Bertepatan dengan peringatan Hari Gizi Nasional pada 25 Januari 2023 lalu, Komisi Pemberantasan Korupsi (KPK) mengingatkan pentingnya pengelolaan anggaran tepat sasaran, akuntabel, dan transparan untuk program peningkatan gizi masyarakat dan mencegah stunting.
Untuk memulai target dengan transparan maka pada Oktober 2022, KPK bersama Sekretariat Wakil Presiden (Setwapres) menggelar audiensi dan koordinasi terkait upaya pencegahan korupsi pada penurunan stunting pada bayi di bawah lima tahun (balita).
Upaya penurunan stunting ini menjadi program prioritas nasional untuk mencapai target yang diharapkan pada tahun 2024. Program ini termasuk dalam Rencana Pembangunan Jangka Menengah Nasional (RPJMN) 2020-2024. Adapun target nasional pada 2024, prevalensi stunting ditargetkan turun hingga 14 persen, dengan penurunan stunting di atas 3,3 persen per tahun.
Secara rinci, KPK memaparkan pengalokasian dana dari pemerintah pusat pada tahun 2022 lalu cukup tinggi untuk pengentasan stunting yaitu Rp34,1 triliun. Pengalokasian anggaran terbesar ada di Kementerian Sosial (Kemensos) yaitu Rp23,3 triliun; disusul Kementerian Kesehatan (Kemenkes) adalah sebesar Rp8,2 triliun; lalu Kementerian Pekerjaan Umum dan Perumahan Rakyat (PUPR) sebesar Rp1,3 triliun, sementara Badan Kependudukan dan Keluarga Berencana Nasional (BKKBN) sebesar Rp810 miliar. Anggaran tersisa masih tersebar juga di 17 kementerian/lembaga lain.
Menurut Niken Ariati, Koordinator Harian Strategi Nasional Pencegahan Korupsi (STRANAS PK) alokasi dana yang cukup besar ini harus diikuti dengan pengelolaan anggaran yang tepat sasaran dan transparan.
“Hal ini yang menjadi titik rawan terjadinya korupsi. Sehingga perlu upaya lebih lanjut untuk dapat menciptakan penanganan stunting dan pengelolaannya yang bebas dari risiko korupsi,” kata di Gedung Merah Putih KPK, pada 25 Januari 2023 lalu.

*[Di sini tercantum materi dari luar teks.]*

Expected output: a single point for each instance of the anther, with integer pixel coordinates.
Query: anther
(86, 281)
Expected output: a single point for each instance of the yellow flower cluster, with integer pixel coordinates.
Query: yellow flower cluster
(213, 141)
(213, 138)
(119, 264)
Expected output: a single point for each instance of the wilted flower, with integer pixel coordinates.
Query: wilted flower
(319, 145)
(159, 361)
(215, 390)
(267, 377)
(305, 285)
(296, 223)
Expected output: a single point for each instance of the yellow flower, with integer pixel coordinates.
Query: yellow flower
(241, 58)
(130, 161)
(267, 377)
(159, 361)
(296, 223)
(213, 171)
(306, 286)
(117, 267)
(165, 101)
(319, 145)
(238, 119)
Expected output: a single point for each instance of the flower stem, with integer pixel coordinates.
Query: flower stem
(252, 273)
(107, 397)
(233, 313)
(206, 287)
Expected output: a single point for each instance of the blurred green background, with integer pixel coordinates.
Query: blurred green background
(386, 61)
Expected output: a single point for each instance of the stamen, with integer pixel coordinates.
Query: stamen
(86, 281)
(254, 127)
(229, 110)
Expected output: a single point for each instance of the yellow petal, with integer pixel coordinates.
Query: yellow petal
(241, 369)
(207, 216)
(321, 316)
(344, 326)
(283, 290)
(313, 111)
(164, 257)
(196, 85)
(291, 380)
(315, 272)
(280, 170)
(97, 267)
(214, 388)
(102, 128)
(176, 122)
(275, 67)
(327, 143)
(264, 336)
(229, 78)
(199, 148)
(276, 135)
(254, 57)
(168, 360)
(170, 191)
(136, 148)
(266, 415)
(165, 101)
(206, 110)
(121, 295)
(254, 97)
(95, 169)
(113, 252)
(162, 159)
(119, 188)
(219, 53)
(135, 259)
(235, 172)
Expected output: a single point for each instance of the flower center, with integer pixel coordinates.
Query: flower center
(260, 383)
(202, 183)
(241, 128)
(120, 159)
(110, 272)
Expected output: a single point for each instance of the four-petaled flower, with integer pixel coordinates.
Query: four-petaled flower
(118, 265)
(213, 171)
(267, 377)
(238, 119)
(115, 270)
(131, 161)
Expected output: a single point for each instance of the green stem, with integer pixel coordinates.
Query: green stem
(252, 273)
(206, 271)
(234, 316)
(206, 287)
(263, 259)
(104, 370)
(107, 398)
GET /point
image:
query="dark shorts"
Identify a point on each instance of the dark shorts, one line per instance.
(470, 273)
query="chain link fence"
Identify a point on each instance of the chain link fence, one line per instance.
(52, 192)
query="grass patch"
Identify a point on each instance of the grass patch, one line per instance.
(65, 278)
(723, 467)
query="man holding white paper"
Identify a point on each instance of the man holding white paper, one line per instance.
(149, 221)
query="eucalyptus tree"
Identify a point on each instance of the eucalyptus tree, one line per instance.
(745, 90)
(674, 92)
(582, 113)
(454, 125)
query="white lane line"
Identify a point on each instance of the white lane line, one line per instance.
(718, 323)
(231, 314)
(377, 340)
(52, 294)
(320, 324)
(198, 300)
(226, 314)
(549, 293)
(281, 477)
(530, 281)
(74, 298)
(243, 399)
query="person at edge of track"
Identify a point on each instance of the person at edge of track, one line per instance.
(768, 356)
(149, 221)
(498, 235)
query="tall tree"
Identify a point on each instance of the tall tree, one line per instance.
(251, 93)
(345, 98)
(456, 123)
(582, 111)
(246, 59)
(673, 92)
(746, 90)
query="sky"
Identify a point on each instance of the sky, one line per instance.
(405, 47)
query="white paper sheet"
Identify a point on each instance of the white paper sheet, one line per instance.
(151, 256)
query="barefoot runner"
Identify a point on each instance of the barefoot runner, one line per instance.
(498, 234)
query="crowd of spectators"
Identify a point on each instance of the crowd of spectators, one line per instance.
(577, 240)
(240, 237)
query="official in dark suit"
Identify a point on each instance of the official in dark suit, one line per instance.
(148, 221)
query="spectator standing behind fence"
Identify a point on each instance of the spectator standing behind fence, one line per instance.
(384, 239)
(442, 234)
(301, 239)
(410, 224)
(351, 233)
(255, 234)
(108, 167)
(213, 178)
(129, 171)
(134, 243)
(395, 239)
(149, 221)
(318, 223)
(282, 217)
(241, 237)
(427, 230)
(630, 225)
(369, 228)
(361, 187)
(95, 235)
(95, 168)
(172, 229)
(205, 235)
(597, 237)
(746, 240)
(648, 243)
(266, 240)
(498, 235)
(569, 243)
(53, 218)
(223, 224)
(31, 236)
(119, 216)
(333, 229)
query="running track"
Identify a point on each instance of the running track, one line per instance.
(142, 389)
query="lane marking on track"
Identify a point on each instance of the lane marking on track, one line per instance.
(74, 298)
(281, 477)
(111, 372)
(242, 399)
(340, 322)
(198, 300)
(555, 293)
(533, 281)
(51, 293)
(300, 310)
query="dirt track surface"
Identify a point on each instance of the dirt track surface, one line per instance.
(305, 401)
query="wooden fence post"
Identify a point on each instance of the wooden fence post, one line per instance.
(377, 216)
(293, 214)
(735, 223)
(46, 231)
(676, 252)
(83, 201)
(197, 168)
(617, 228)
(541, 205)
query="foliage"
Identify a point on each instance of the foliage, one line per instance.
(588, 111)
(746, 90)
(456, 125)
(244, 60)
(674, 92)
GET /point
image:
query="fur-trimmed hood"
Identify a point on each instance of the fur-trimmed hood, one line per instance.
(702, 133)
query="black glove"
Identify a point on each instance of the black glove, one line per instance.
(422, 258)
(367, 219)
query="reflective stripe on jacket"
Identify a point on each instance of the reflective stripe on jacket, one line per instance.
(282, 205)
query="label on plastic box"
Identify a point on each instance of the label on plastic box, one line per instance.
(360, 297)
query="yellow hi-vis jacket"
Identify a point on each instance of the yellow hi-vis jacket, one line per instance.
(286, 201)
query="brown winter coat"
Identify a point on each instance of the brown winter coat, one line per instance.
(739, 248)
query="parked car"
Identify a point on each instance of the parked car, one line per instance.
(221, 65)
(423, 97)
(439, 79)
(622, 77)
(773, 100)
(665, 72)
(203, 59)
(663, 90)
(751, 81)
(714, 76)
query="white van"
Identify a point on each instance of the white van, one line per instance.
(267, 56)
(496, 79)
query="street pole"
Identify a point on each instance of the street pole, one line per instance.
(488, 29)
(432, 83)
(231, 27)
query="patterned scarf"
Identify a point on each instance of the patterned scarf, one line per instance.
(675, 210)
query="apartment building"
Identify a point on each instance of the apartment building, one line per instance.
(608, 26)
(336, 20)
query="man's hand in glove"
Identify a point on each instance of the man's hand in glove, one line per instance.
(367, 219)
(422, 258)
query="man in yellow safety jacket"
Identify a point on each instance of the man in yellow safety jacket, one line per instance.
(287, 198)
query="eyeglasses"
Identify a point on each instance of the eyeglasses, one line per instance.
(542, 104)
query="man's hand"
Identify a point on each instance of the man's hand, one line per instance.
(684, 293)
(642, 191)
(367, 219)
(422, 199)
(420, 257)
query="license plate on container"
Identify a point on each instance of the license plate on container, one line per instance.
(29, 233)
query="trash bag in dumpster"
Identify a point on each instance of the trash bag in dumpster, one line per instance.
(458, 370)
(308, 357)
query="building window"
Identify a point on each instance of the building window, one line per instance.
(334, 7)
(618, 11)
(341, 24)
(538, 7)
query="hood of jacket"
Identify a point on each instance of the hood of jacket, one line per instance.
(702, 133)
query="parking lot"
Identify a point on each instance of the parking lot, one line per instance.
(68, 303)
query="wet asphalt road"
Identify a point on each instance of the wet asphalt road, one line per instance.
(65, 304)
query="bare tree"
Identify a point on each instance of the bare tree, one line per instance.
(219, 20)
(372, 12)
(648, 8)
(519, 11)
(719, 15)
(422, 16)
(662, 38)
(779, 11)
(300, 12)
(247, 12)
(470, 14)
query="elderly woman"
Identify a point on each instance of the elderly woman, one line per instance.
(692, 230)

Peringatan ini diberikan Niken mengingat KPK melalui Kedeputian Koordinasi Supervisi mendapatkan informasi adanya laporan inspektorat pemerintah daerah terkait pengadaan pada program penurunan prevalensi stunting yang tidak memberikan manfaat optimal. Selain itu, penganggaran program ini juga bukan menjadi prioritas pada beberapa pemerintah daerah. Meskipun program ini menjadi prioritas nasional.
Kemudian, lanjut Niken, dari identifikasi yang KPK lakukan, terdapat beberapa praktik dalam upaya penanganan prevalensi stunting yang berisiko menimbulkan korupsi.

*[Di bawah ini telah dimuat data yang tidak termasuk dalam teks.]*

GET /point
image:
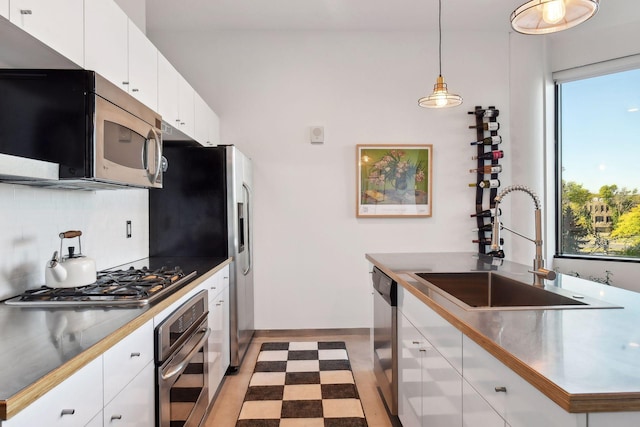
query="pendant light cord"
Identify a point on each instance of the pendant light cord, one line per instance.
(440, 37)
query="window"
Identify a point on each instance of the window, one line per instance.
(598, 152)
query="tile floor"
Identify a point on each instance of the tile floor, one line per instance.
(226, 408)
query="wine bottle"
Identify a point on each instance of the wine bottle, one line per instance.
(488, 169)
(486, 227)
(486, 213)
(486, 241)
(487, 126)
(489, 112)
(490, 140)
(487, 183)
(491, 155)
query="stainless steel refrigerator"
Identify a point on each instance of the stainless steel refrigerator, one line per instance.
(205, 210)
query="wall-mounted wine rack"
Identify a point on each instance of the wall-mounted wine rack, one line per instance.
(489, 153)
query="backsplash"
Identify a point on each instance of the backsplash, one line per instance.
(31, 219)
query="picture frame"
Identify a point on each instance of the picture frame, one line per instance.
(393, 180)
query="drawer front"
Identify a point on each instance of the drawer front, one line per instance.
(126, 359)
(440, 333)
(73, 402)
(476, 412)
(134, 406)
(517, 401)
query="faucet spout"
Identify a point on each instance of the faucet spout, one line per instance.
(539, 272)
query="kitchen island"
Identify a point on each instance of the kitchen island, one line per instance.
(584, 360)
(42, 347)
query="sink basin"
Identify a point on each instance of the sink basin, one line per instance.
(491, 291)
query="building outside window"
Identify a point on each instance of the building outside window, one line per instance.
(598, 152)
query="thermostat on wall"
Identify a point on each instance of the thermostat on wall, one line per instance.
(317, 134)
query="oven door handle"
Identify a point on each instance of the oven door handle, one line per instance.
(175, 368)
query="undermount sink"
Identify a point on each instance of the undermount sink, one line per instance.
(491, 291)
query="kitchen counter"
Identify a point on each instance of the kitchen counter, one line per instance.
(585, 360)
(43, 346)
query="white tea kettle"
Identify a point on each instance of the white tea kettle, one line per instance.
(72, 270)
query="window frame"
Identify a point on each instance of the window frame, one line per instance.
(598, 69)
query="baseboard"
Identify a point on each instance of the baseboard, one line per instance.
(310, 332)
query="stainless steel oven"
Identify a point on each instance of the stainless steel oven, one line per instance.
(182, 393)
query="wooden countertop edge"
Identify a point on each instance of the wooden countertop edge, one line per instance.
(31, 393)
(573, 403)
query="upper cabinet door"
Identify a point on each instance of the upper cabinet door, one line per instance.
(4, 8)
(58, 24)
(207, 125)
(167, 91)
(143, 67)
(186, 106)
(105, 41)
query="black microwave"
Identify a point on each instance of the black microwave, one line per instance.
(75, 129)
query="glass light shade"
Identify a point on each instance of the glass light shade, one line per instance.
(440, 98)
(549, 16)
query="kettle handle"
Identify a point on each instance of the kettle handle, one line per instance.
(70, 234)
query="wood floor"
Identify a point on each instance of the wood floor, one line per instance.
(226, 408)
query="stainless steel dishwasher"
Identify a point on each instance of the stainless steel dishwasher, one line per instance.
(385, 341)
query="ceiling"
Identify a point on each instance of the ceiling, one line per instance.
(354, 15)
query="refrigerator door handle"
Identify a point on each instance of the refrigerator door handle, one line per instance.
(247, 192)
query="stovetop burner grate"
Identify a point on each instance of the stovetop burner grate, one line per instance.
(112, 287)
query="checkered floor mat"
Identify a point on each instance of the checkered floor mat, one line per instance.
(302, 384)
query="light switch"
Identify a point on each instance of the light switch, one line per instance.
(317, 134)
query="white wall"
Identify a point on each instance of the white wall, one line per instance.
(31, 219)
(269, 87)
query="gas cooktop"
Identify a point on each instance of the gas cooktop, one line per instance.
(124, 287)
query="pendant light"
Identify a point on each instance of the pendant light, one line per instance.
(440, 98)
(549, 16)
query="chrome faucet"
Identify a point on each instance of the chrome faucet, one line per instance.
(539, 272)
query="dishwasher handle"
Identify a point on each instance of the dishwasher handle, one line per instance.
(385, 286)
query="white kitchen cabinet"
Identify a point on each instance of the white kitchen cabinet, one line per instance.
(409, 373)
(517, 401)
(143, 67)
(73, 402)
(4, 8)
(440, 333)
(167, 91)
(186, 107)
(476, 412)
(58, 24)
(429, 387)
(207, 124)
(134, 406)
(176, 101)
(126, 359)
(106, 41)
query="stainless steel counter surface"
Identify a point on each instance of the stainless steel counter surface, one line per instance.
(42, 346)
(586, 360)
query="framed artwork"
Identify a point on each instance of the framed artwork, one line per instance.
(394, 180)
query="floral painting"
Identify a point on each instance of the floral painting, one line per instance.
(394, 180)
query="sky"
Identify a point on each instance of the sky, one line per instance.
(601, 131)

“Praktik tersebut dapat dilihat dari tiga aspek, yaitu anggaran, pengadaan, dan pengawasan,” ujar Niken.
Pada aspek penganggaran, Niken menuturkan temuan lapangan menunjukkan adanya indikasi tumpang-tindih perencanaan dan penganggaran antara pemerintah pusat dan daerah.
Selanjutnya pada aspek pengadaan, adanya pengadaan yang bersumber dari DAK non fisik masih belum berjalan optimal.

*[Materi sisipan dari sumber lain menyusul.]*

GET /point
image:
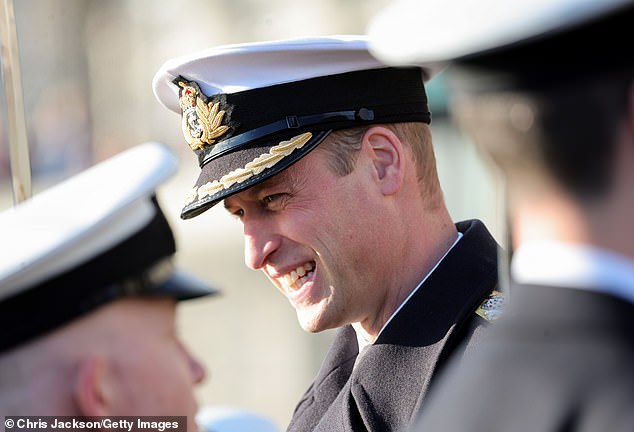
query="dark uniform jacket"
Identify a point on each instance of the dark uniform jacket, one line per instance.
(392, 376)
(559, 359)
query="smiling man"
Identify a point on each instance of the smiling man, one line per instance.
(326, 157)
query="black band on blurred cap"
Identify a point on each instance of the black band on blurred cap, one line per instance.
(140, 265)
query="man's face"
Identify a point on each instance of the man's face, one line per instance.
(154, 373)
(312, 232)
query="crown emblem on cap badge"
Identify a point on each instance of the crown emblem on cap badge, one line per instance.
(201, 120)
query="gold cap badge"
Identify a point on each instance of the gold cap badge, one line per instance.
(201, 120)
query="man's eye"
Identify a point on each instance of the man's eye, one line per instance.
(270, 198)
(273, 201)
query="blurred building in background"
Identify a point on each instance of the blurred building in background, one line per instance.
(87, 67)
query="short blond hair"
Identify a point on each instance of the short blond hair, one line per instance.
(343, 147)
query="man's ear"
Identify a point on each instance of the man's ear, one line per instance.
(386, 152)
(91, 387)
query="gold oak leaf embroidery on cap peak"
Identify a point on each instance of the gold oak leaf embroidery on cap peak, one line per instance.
(201, 121)
(255, 167)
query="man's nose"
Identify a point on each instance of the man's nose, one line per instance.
(260, 241)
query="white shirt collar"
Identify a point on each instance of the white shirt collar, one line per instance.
(570, 265)
(362, 342)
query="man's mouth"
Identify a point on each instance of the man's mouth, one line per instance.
(295, 279)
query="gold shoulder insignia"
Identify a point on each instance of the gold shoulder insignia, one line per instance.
(492, 307)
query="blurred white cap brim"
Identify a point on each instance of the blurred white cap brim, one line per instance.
(415, 31)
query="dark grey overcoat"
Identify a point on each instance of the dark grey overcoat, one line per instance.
(391, 378)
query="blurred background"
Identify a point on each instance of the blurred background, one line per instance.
(87, 67)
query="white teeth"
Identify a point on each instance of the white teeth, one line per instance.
(297, 277)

Pada aspek pengadaan juga terdapat pengadaan barang yang tidak dibutuhkan sebagai contoh untuk program Pemberian Makanan Tambahan (PMT) yang diseragamkan ke seluruh daerah tanpa analisis kebutuhan objek. Hal ini membuat pengadaan barang yang tidak berguna bagi masyarakat.
Pengadaan alat peraga (pendukung kampanye) juga bersifat sentralistis yang menyebutkan bahwa terdapat keterbatasan peran vendor. Vendor yang menyediakan alat tersebut harus mendapat lisensi dari BKKBN.
Pada aspek pengawasan, belum ada pedoman teknis untuk APIP dalam melakukan audit atau pengawasan khusus terkait pelaksanaan program.
“Praktik-praktik dalam aspek tersebut sangat berisiko menimbulkan penyimpangan yang berujung pada tindak pidana korupsi. Hal ini tidak bisa disepelekan karena akan berdampak pada pelayanan kesehatan gizi yang masyarakat dapatkan,” tegas Niken.
Berkaca dari temuan dan kondisi tersebut, Niken menyebut pihak KPK memberikan beberapa rekomendasi. Pertama, pada aspek penganggaran, KPK merekomendasikan adanya integrasi perencanaan dan penganggaran antara pusat dan pemerintah daerah untuk mencegah terjadinya tumpang tindih alokasi anggaran. Ke depannya, juga dibutuhkan peran Kementerian Dalam Negeri (Kemendagri) dalam menyusun Pedoman Penyusunan APBD-nya.
“Tim Stranas PK akan mendorong integrasi perencanaan dan penganggaran melalui format digital mulai dari level desa hingga pusat, termasuk monitoring proses penyusunan RKP, Renja, RKA, dan DIPA, sehingga ke depan tagging anggaran untuk stunting benar-benar mendukung penurunan prevalensi stunting.” jelas Niken.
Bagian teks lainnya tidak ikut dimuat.